FAUST sind ein Mythos, sind eine Legende, FAUST sind Kult. Sie erhielten bereits für die Produktion ihres Debüt-Albums das modernste Studio und entsprechende Toningenieure zur Seite gestellt. Ein gehöriger Zuschuss zum vogelfreien Bestreiten des Lebensunterhaltes gehörte ebenfalls dazu. Zwar begann auch ihre Geschichte in einem alten Schulhaus in der Ortschaft Wümme bei Bremen, doch das dortige Klassenzimmer verwandelte ihre Plattenfirma in ein 1971er High-Tech-Studio.
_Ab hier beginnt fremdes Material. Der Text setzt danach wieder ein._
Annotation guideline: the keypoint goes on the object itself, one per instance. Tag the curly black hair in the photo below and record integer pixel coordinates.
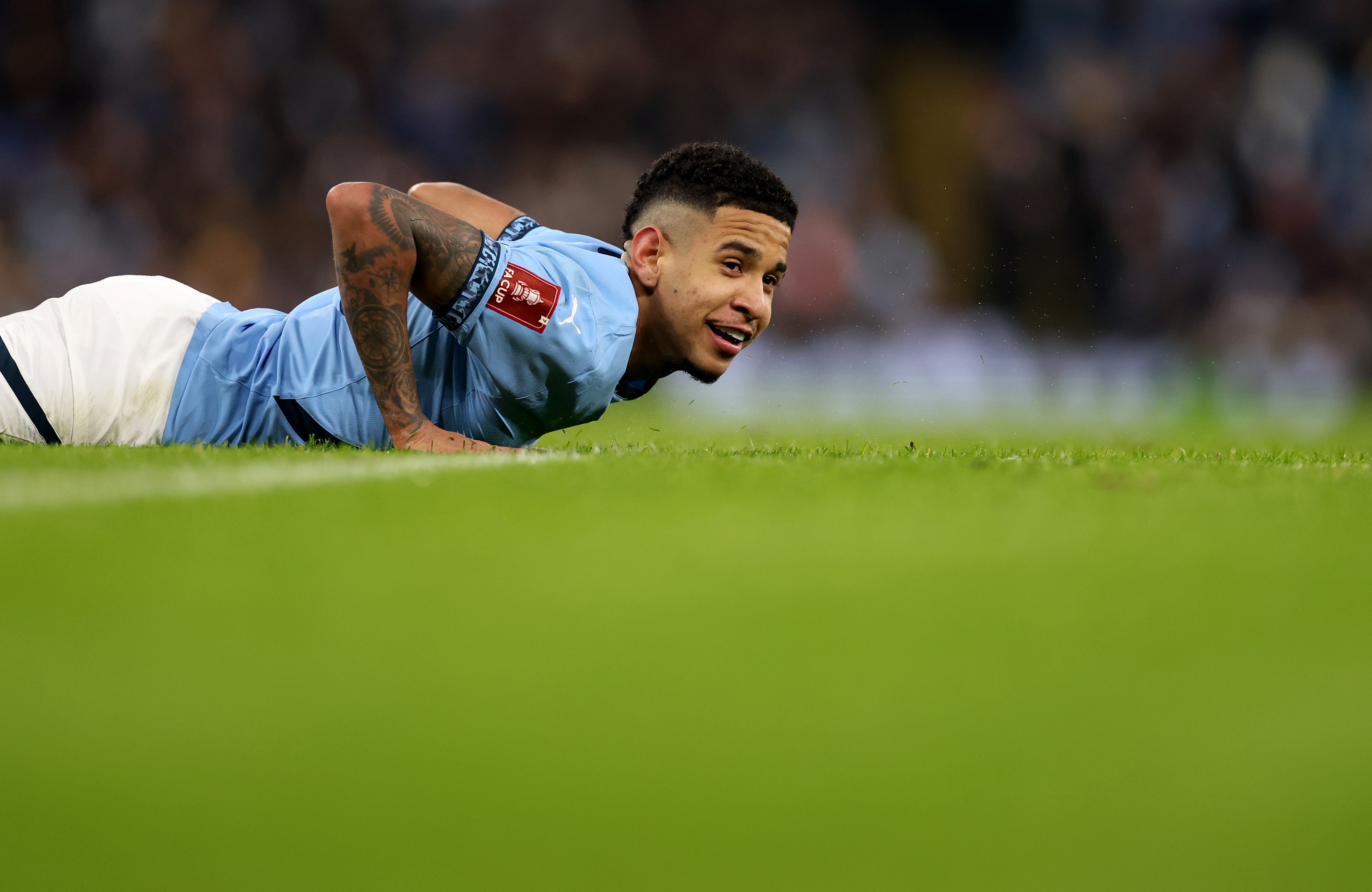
(709, 176)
Andere Krautrocker lebten und musizierten hingegen Zeit ihres Lebens auf abgeschiedenen Bauernhöfen und mussten sich zumeist ihr Einkommen härter erarbeiten.
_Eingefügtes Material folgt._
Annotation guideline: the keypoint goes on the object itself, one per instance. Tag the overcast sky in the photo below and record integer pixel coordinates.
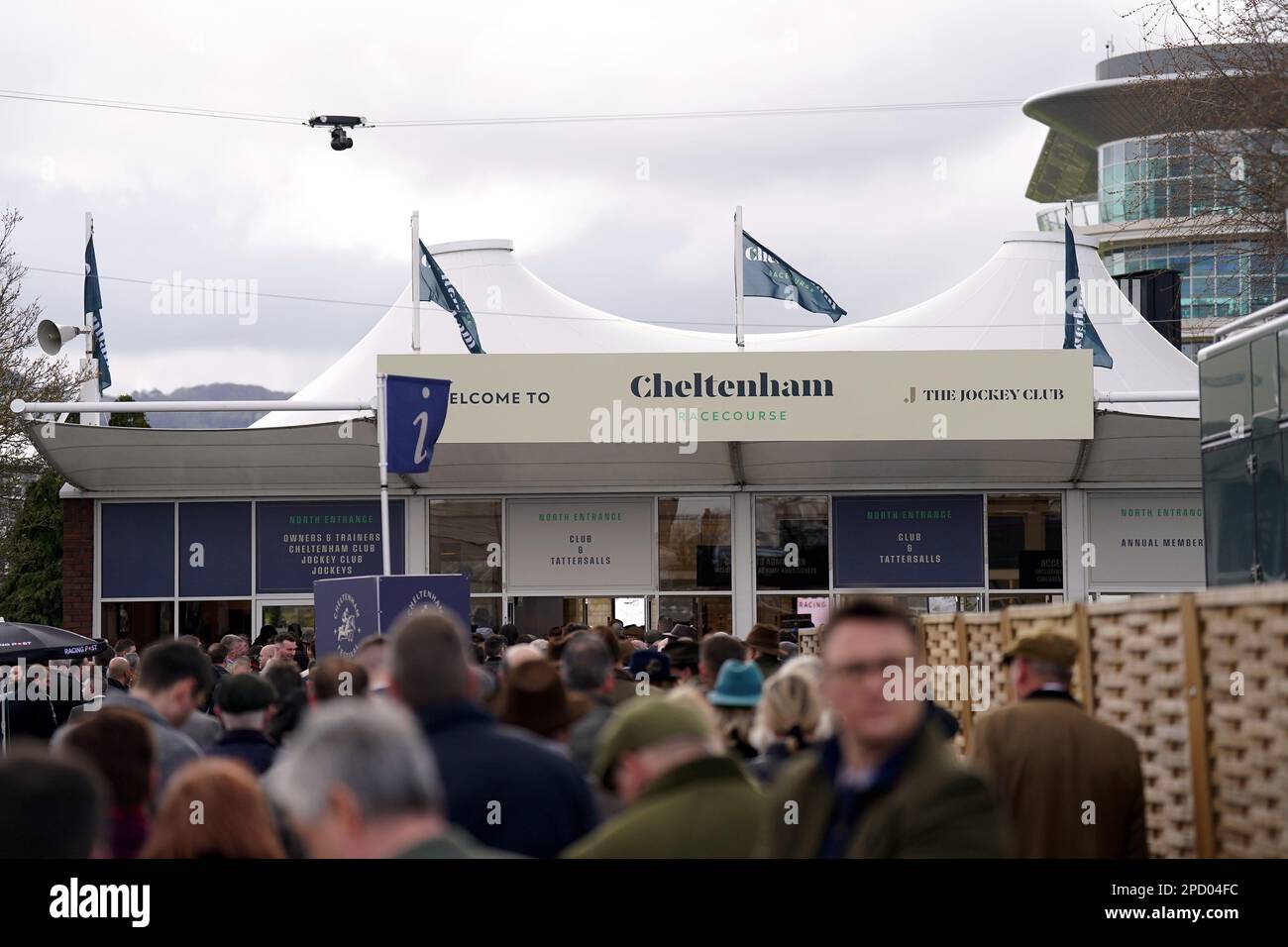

Dennoch konnten die kolossalen Erwartungen, die von Label-Seite in FAUST gesetzt wurden, nicht erfüllt werden. Ihre Plattenfirma „Polydor“ beendete die Beziehung nach zwei Langspielplatten (´Faust´, ´So Far´). Doch in England waren FAUST bereits ein Name, denn Radio-DJ John Peel spielte fortwährend ihre Scheiben und empfahl sie an das junge Label „Virgin“, das zum Auftakt der Zusammenarbeit alte Sound-Collagen und -Schnipsel aus Wümme-Tagen zum Single-Preis veröffentlichte (´The Faust Tapes´). Nach wenigen Wochen waren 100.000 Einheiten verkauft. Dieser ungewöhnliche, aber nachhaltige Chart-Einstieg in Großbritannien schoss bis auf Platz neun.

 

 

FAUST standen von Beginn an für das Ungewöhnliche. FAUST nutzten das Studio als Medium. FAUST generierten Lärm und Geräusche, Collagen und Sounds, Krach und Elektronik, gerne in Dauerschleife. So wie alle Krautrock-Legenden und -Begründer, seien es CAN oder NEU!, seien es AMON DÜÜL, ASH RA TEMPEL oder POPOP VUH, seien es KRAFTWERK oder TANGERINE DREAM, gingen sie bewusst den entgegengesetzten Weg der britischen und US-amerikanischen Musikerkollegen und fanden vor allem in Großbritannien unter dem Oberbegriff Krautrock bald weltweit Beachtung. FAUST! Eine Gruppe, ein Genre! Und das Eröffnungsstück von ´Faust IV´ verpasste all dem seinen Namen: ´Krautrock´!

 

 

Der einstige Musikjournalist und Produzent Uwe Nettelbeck vermittelte FAUST den Plattenvertrag. Unter diesem schlagkräftigen, oder auch liebestragödiesken Gruppennamen fanden Jean-Hervé Péron, Rudolf Sosna und Gunther Wüsthoff von der Gruppe NUKLEUS und Werner „Zappi“ Diermaier, Hans Joachim Irmler und Arnulf Meifert von COMPYLOGNATUS CITELLI zusammen. Eine der einflussreichsten Kapellen für improvisierte und experimentelle Musik, für spätere Ambient und Industrial Music ward geboren.

 

 

„bureau b records“ widmen sich aktuell dem klassischen Schaffen von FAUST, der ersten Hälfte der Siebzigerjahre bis zur Trennung, wahlweise auf 8-CDs oder 7-LPs. Beinahe restlos alle musikalischen Schätze auffahrend, enthält die Box ´1971-1974´ natürlich das Debütalbum (1971) und dessen Nachfolger ´So Far´ (1972), die ´The Faust Tapes´ (1973), die der Überlieferung zufolge aufgrund des günstigen Verkaufspreises und des nicht immer getroffenen Geschmacksnervs vielfach am Tagesende auch als Frisbee endeten, sowie ´Faust IV´ (1973).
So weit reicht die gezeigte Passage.